One type of sex isn’t inherently better than another. False hierarchies that place one type of sex above another are decidedly not my jam. Sexual expression comes in many different forms, all of which are valid as long as the consent and enjoyment of all parties is prioritized.
For example, I meet many people in my work that place penis-in-vagina sex on a pedestal above all other types of sex. There are a number of reasons why a body might prefer, say, manual stimulation to experience sexual pleasure. If we create a false hierarchy in our minds, manual pleasure is seen – unnecessarily – as the poor cousin.
There are many, many ways to experience pleasure and connection. We do our partners and ourselves a disservice if we do not embrace the tremendous variety of ways we can intimately connect.
What is my jam? Being curious, playful, and present. That is what makes for awesome sex.
3. Sustained habit-building is what creates meaningful change.
Making one’s life migraine-friendly, that is, making it as trigger-free as possible, involves a lot of slow habit-building. There are very few quick fixes that actually work. Even many of the medications aren’t quick fixes. The preventative medications and treatments can take weeks or months to become effective.
From micro diet changes like drinking enough water, to macro changes like moderating your job stress, managing migraine triggers involves slow and incremental change over time. Eventually, those changes become habits and migraineurs get fewer attacks.
Again, how does this relate to sex?
Despite what some magazine headlines would have you believe, a great sex life is not built off lists of “killer moves to drive her wild.” I’d argue that good sex, especially in long-term relationships, is about sustained habit-building over time.
Of course, good sex also requires variety and novelty. But certain habits like doing Kegels, scheduling regular sex dates with our partners, and practicing empathetic listening require long-term devotion.
Habit-building is often a little uncomfortable. New behaviors can take some getting used to. But that’s one of the reasons we build relationships that support us – to cushion that discomfort so that when we are making challenging choices, we can do so in a supported manner.
4. Good communication gets you more of what you want and need.
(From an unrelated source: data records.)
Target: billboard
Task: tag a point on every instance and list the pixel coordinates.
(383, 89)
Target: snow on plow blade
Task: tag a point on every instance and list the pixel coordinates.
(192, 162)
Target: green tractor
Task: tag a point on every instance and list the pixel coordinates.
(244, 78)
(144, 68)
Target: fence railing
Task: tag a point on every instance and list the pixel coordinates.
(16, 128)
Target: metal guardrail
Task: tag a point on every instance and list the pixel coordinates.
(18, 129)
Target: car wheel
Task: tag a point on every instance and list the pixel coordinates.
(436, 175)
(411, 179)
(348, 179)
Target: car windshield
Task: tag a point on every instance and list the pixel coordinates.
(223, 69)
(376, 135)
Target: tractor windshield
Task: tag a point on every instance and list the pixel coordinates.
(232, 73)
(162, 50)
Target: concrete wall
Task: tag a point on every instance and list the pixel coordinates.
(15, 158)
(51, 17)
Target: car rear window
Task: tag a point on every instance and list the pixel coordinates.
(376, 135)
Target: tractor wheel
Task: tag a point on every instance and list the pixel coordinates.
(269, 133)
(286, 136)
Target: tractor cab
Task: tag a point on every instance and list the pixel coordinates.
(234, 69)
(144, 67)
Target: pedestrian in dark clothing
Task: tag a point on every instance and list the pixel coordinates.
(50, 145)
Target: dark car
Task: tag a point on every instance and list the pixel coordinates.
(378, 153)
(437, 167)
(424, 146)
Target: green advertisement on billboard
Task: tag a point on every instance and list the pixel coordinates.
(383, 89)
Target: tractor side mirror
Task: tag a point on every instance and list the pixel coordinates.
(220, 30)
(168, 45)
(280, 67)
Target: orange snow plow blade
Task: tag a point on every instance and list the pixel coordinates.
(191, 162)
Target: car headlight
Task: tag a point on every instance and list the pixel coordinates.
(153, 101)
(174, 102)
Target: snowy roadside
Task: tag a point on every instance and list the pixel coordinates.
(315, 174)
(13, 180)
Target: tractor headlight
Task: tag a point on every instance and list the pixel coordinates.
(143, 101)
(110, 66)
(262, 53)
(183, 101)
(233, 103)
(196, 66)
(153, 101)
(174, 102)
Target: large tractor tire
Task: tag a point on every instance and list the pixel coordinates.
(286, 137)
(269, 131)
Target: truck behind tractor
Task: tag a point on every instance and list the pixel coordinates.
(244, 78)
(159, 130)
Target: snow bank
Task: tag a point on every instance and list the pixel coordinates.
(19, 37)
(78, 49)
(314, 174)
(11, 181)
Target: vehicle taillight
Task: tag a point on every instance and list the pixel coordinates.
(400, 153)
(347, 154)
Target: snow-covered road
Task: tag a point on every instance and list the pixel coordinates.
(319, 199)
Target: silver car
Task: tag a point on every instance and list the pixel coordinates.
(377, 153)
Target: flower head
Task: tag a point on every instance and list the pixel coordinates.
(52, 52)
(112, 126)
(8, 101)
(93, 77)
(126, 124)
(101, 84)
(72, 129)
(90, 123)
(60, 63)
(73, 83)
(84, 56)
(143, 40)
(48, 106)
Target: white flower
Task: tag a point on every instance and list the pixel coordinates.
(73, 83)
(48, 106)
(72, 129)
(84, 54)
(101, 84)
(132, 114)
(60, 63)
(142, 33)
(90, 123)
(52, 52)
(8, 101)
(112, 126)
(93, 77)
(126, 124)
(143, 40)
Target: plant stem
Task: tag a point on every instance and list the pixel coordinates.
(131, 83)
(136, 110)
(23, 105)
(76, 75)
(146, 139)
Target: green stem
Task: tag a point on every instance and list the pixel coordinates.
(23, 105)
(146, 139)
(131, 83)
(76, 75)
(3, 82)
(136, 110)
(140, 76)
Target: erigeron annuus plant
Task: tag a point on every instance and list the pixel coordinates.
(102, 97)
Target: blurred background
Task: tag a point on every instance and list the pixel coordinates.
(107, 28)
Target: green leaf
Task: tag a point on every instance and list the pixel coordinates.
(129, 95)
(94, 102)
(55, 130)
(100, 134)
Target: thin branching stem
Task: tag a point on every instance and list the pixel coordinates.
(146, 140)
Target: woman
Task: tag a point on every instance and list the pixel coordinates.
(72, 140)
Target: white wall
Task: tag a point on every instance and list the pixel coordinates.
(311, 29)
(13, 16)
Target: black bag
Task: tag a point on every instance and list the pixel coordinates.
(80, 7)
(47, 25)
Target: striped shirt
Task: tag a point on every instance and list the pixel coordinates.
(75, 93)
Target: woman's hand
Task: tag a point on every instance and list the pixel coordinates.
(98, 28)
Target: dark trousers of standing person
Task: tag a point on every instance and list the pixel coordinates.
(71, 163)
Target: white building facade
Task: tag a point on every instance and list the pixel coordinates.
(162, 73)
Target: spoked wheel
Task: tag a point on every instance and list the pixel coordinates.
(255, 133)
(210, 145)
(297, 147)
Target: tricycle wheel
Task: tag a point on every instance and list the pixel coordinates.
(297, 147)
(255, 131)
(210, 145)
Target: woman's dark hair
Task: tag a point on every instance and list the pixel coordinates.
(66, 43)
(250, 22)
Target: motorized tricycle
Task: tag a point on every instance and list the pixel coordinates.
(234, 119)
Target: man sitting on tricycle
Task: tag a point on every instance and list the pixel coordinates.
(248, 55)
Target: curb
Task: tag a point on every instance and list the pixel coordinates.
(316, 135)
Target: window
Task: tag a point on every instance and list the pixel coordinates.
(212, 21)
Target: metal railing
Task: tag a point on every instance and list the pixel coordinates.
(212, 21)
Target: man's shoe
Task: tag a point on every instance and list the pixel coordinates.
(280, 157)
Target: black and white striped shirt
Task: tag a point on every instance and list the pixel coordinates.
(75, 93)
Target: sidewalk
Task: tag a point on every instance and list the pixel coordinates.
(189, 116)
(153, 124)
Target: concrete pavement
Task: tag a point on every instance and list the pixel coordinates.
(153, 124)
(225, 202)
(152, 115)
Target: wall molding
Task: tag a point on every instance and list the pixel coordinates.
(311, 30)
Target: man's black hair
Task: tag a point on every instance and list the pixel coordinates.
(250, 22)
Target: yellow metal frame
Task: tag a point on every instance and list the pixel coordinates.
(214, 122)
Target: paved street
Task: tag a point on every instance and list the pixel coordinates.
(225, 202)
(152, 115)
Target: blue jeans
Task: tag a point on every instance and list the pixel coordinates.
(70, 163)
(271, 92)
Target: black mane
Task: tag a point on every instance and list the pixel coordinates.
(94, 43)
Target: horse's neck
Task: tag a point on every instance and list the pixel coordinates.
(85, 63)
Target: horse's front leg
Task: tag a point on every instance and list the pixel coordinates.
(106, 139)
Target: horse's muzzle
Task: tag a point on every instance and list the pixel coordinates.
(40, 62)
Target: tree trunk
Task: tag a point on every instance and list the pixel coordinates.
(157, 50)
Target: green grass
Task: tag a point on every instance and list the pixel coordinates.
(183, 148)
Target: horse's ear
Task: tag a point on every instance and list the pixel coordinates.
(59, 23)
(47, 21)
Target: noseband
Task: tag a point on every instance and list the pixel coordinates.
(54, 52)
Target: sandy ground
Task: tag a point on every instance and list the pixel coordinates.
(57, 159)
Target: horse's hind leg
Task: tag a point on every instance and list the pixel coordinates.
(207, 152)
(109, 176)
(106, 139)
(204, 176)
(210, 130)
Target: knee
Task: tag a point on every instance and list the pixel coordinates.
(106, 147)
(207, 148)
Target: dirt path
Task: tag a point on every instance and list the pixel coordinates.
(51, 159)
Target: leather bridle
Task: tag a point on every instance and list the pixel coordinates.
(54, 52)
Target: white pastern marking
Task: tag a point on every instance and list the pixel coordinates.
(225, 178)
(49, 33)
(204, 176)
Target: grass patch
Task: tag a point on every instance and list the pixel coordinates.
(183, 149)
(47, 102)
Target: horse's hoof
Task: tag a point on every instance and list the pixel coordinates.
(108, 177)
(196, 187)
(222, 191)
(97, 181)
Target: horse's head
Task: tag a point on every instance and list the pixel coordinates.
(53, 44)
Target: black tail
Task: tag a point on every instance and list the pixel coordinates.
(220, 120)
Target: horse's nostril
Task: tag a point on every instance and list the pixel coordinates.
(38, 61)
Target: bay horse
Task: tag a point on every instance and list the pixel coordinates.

I often lament that we humans can’t Vulcan mind meld like as they can in the Star Trek universe. In lieu of possessing that skill, good communication goes a long way in creating harmony and joy in your life.
Linguistic precision is gold. Having the clarity and vocabulary to articulate exactly what you intend to communicate is one of the more satisfying things in life. You can double that satisfaction if that communicative transparency is happening with someone you care about.
As a migraineur, I need my good communication skills on a constant basis. It’s my single most important tool in getting the care I need. Explaining my migraine brain to loved ones and colleagues takes some exactness.
The topics range from the more basic, “Please don’t wear perfume to my party – it triggers my migraines,” to the more complex, “These are the feelings I’m having about needing so much help this week.”
Having strong communication skills and the language to describe what you want and need sexually is invaluable. It’s an erotic gold mine. Needless to say, it’s something worth investing in and the dividends are never-ending.
I’m particularly grateful for the trainings I’ve done in non-violent communication (NVC) and Danielle LaPorte’s Desire Map. Both have been invaluable companions in helping me articulate my experiences of migraines, sex, and life in general. I recommend these resources wholeheartedly and they feature heavily in my work as an educator.
Having a chronic pain condition is messy. Sex and relationships can be messy too. The only way we can really manage these things with any sort of ease is with a good set of communication skills in our linguistic toolbox.
Rarely do we get any sort of formal education in how to emotionally communicate well, so it’s up to us as adults to seek out that education so we can live our lives more connected, supported, and joyful.